Knapp, 29, pushed a female friend toward safety, then turned to confront the suspect, Donald T. Phillips, 40. After a few tense moments, Phillips was on the ground in front of the home as Knapp stood over him, a box cutter in hand, calling for officers.
“It was a really good feeling, you know, that I was able to stop this guy and I was able to stop anybody else from getting hurt,” he said.
That was the last of several confrontations Phillips had with residents in the Peaceful Valley neighborhood beneath the Maple Street Bridge. Police also suspect he started a house fire nearby, possibly to divert their attention from the search.
Phillips, who has an extensive criminal history and was wanted on felony warrants, allegedly stabbed a man in the chest inside the bus station at 701 W. Riverside Ave. about 3:20 p.m. Saturday and then walked out of the building.
Police said Phillips – identified from security video – knew the victim, who died at a hospital.
Later, Spokane City Councilman Jon Snyder, who lives in Peaceful Valley, spotted a man fitting the assailant’s description approach a neighbor’s house. Snyder tailed him briefly with 911 on the phone.
Phillips also entered the home of Benjamin Reichow, who was home with his son. Reichow said he spoke with the suspect for about 10 minutes and persuaded him to leave, while his son called the police.

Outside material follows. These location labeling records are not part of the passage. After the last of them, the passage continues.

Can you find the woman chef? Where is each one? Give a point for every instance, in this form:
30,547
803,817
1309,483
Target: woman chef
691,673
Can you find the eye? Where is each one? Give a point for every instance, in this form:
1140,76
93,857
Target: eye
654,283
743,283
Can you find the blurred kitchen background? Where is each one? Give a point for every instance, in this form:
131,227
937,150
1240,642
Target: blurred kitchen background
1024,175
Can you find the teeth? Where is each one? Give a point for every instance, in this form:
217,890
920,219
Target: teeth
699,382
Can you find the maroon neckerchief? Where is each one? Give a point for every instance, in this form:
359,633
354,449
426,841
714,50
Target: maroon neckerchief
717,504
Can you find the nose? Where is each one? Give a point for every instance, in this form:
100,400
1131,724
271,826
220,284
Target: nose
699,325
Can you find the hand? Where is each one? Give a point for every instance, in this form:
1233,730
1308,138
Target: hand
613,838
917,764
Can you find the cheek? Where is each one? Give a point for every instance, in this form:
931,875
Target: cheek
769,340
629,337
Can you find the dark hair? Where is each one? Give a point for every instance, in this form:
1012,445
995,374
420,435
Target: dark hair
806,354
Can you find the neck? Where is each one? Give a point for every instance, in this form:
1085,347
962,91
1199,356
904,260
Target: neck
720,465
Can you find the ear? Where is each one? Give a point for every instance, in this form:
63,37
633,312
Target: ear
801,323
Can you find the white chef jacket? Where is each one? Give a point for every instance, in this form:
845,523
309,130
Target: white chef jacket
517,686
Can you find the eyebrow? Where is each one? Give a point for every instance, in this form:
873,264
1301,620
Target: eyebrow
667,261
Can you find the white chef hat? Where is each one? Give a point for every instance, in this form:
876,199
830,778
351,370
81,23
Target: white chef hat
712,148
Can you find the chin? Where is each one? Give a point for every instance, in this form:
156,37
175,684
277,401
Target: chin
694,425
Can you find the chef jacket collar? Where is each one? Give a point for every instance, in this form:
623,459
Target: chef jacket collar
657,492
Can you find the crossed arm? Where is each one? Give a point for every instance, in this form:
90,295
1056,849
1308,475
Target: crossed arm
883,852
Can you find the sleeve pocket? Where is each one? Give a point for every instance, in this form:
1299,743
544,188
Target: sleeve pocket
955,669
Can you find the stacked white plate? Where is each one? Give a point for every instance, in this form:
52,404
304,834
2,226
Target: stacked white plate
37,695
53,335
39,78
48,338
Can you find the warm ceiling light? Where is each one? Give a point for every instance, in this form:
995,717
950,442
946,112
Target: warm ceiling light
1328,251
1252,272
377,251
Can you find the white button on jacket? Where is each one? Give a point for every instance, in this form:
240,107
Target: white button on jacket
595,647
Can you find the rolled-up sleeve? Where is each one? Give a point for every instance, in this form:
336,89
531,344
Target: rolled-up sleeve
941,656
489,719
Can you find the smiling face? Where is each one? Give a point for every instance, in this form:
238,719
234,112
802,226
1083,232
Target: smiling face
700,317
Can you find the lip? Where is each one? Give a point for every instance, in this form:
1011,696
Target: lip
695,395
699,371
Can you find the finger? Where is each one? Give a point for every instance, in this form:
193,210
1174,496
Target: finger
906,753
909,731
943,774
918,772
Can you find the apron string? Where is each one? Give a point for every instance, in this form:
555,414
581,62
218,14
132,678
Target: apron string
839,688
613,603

That was just next door to where Knapp lives in the 1400 block of West Main Avenue. The houses sit above a steep, brushy slope, and Knapp believes Phillips may have been hiding back there, waiting for a chance to slip past a heavy police presence in the neighborhood.
When Phillips slipped onto the porch just after 9 p.m., Knapp quickly realized this was probably the man wanted by police.

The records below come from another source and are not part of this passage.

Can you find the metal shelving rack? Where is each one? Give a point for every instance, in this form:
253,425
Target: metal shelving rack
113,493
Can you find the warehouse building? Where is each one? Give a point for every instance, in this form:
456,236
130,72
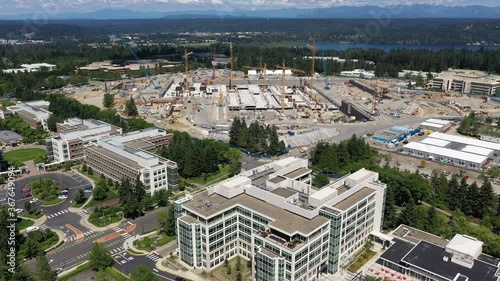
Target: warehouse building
123,157
272,216
449,156
422,256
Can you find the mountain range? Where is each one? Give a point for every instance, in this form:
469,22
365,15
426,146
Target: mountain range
399,11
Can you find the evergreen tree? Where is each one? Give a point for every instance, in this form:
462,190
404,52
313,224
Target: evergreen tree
454,197
486,200
131,108
43,270
235,131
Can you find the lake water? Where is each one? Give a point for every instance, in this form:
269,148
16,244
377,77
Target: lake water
389,47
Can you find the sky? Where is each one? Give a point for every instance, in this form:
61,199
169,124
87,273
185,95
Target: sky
12,7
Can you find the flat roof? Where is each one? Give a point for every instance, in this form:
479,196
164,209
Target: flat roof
450,153
116,157
283,220
354,198
429,257
465,140
438,121
434,125
297,173
435,142
283,192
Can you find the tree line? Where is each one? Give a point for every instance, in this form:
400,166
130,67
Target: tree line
256,138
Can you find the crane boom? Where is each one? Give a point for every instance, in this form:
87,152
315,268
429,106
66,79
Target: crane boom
146,72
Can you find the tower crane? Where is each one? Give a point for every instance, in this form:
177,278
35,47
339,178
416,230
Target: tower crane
146,72
283,84
311,92
324,70
264,69
186,68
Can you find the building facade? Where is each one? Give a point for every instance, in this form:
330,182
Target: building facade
274,217
35,113
74,134
117,160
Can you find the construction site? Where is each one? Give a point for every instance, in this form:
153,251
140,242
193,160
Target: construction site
203,102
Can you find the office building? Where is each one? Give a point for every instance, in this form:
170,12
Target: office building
117,158
422,256
466,81
274,217
35,113
74,134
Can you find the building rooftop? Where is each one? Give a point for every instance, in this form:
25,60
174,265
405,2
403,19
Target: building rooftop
354,198
116,157
429,257
286,221
284,192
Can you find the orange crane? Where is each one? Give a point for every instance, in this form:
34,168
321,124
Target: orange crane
260,68
186,79
283,84
311,92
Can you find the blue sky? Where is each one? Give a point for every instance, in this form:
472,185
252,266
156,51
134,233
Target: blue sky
63,6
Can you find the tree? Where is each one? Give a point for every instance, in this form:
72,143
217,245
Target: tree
166,221
99,257
143,273
80,196
108,101
28,207
44,272
131,108
99,193
320,180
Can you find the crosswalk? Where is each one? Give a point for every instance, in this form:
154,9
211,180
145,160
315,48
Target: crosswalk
57,214
122,232
154,257
83,213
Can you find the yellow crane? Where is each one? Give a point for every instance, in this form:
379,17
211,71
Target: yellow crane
283,84
186,78
311,91
260,68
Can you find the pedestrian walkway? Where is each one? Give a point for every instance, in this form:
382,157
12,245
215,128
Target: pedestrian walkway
154,257
57,214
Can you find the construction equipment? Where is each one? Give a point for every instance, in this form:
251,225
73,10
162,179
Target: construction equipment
324,70
283,84
186,68
264,69
146,72
311,92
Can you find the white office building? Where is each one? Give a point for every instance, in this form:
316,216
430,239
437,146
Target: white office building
274,217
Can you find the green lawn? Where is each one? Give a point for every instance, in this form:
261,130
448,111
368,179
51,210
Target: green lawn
213,178
24,223
110,195
17,157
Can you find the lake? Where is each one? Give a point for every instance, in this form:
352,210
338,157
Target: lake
389,47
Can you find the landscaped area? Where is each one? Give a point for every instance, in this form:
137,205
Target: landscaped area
235,269
147,243
18,156
24,223
106,215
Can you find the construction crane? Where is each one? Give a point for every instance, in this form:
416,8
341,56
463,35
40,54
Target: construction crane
311,92
264,69
186,68
146,72
283,84
324,70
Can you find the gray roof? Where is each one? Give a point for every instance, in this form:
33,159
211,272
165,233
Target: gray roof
286,221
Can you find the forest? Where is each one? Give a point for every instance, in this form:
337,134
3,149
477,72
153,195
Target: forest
255,138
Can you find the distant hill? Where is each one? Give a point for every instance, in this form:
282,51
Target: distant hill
399,11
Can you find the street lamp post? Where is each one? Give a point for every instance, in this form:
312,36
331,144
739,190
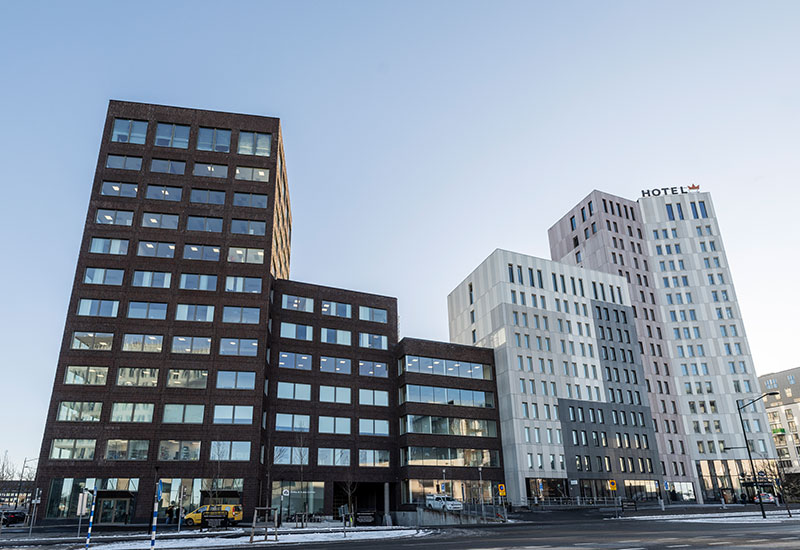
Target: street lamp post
747,446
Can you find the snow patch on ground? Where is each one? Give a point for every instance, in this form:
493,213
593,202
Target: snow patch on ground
245,540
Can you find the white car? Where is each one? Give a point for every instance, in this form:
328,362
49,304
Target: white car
443,502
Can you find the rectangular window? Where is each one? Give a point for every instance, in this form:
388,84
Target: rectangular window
251,174
86,376
114,217
116,247
250,200
208,253
137,376
147,343
214,139
172,449
167,166
207,196
98,308
299,361
197,345
372,341
336,365
187,378
154,249
248,227
95,341
172,135
335,336
192,281
73,449
132,412
118,189
210,170
243,347
337,309
243,284
297,303
103,276
120,162
129,131
202,223
376,315
236,380
254,143
297,332
245,255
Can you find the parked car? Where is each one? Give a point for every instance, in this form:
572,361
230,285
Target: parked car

“I told him to announce himself, and I told him to stop what he was doing,” he said Sunday. “And he kept coming towards me. I basically angled myself to where he had a way to get off the porch and I wasn’t trapped.”
Phillips stepped down off the porch and Knapp followed. “That’s when he reached for something in his pocket, and I pulled my knife,” a box cutter he uses in his work as a door builder.
Knapp repeatedly yelled for police, then was able to compel Phillips to get on the ground in front of the house without laying a hand on him.
“I didn’t take my eyes off the suspect, because I didn’t know exactly what he had on him,” Knapp said.
Phillips acted bewildered and was incoherent, he added.
“He seemed very, very intoxicated,” Knapp said. “When he was trying to speak to me, I couldn’t understand what he was saying. He was slurring his words. He seemed like a cornered animal, basically.”
He said he was grateful Phillips could be apprehended without a physical confrontation.
“Somebody already died and I personally don’t think anybody else needed to,” Knapp said. “I was able to assess and stop the situation without the need for violence.”
Police said they were grateful for his assistance.
“Had he not had the wherewithal to say, ‘Hey, who is that?’ and then let us know when he knew something was up, it’s very possible that we would have lost (Phillips) sometime that night,” police spokeswoman Teresa Fuller said.
Fuller said police were pleased with the patience and cooperation of Peaceful Valley residents during the drawn-out response, which involved patrol officers, SWAT, the Spokane Fire Department, medics, K-9 units and the Air 1 helicopter.
“That on top of everything else just made for a really successful outcome with nobody else injured,” she said.